Most often we hear of a tennis elbow, or sprained ankles as common tennis injuries. However recently during my work with an avid recreational tennis player, we stumbled upon another common, but overlooked tennis injury; it is Spondylolisthesis.
Spondylolisthesis is a spine condition where one vertebra begins slipping forward over another. The slippage is the result of a stress fracture in the bony extensions that interlock the consecutive vertebrae together. Normally the vertebral blocks of the spine are tightly interlocked with bony extensions and ligaments. With spondylolisthesis that structural chain is disrupted and the spine, as a result, can be destabilized.

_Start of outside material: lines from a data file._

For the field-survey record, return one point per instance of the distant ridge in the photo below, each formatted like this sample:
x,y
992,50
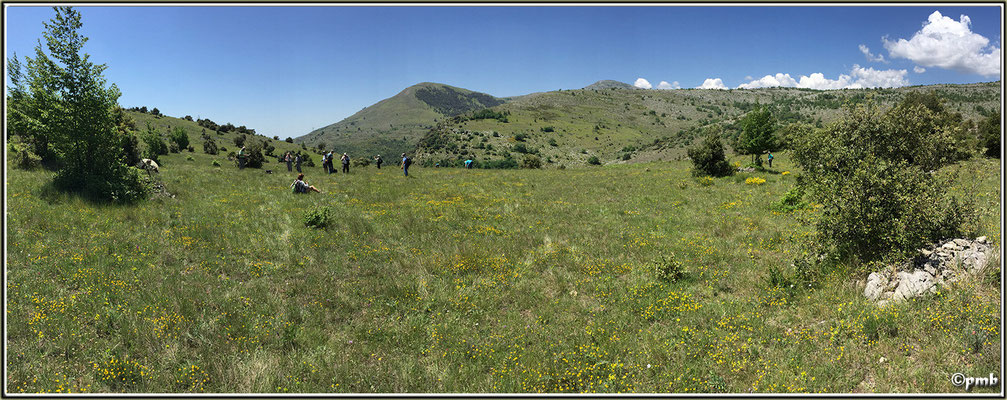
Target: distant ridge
x,y
608,84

The degree of slippage varies. It can be minor and may not cause obvious symptoms. But it can progress and lead to severe pain, and compromise to the function of the lower extremities. One problem is that sometimes it is misdiagnosed as a disc or arthritic low back pain. Spine imaging is ultimately needed to confirm the diagnosis of spondylolisthesis. The symptoms associated with this condition are low back pain, which often radiates to the buttock or leg. Although these symptoms sound similar to those associated with a bulging disc, they have unique characteristics that help us distinguish them clinically. Unlike pain with a bulging disc which is made worse by bending or sitting, those associated with spondylolisthesis are exacerbated with extending (arching) of the back, or full rotation of the torso. It is very useful to track which activities tend to flare up or relieve symptoms and relay that information to your doctor.

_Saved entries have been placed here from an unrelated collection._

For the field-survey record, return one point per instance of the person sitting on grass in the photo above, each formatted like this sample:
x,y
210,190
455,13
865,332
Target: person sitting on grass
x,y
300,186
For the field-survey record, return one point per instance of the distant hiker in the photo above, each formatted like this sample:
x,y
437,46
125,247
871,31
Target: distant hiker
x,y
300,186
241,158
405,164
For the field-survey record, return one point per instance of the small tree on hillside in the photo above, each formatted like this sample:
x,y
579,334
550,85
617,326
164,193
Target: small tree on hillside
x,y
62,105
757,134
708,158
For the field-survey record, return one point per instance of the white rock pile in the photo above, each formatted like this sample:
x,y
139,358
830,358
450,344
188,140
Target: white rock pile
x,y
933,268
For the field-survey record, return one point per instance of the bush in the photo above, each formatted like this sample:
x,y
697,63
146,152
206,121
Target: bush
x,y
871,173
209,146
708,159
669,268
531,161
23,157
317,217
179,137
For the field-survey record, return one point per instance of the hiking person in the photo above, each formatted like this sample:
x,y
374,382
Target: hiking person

Why Is It Common With Tennis?
Playing tennis involves big swings with a lot of momentum and torsion, and overhead serves which also require arching and extension near the end of available range of motion. Those large torsion motions can be strenuous to the spine, especially if the form during play is not correct. A lot of coordination between the torso, pelvis and extremities is needed to execute the movement correctly, and if fatigue sets in, then risk of injury is even greater.

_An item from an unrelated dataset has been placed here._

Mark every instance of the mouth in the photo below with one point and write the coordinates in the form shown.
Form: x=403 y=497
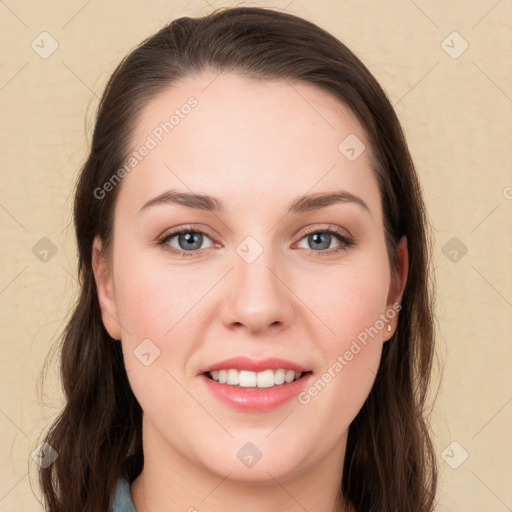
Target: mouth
x=249 y=379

What Training Would Help With Injury Prevention?
The neuromuscular control is extremely important in maintaining good movement and minimizing stress on the spine with tennis. Core stability exercises targeted to work in the frontal and transverse planes would be helpful in creating a sport specific program that would help prevent injuries. We want to focus on rotation and lateral motion, or the muscles that control those torso motions. Below are suggested moderate level exercises that would be helpful to include in your core stability training to improve game performance and save your back.
In conclusion, diversify your training, pay very close attention to your form, gage fatigue during play and include core stability exercises that target lateral and torsional stability in your training. And if you suspect an injury, don’t wait, visit your doctor promptly.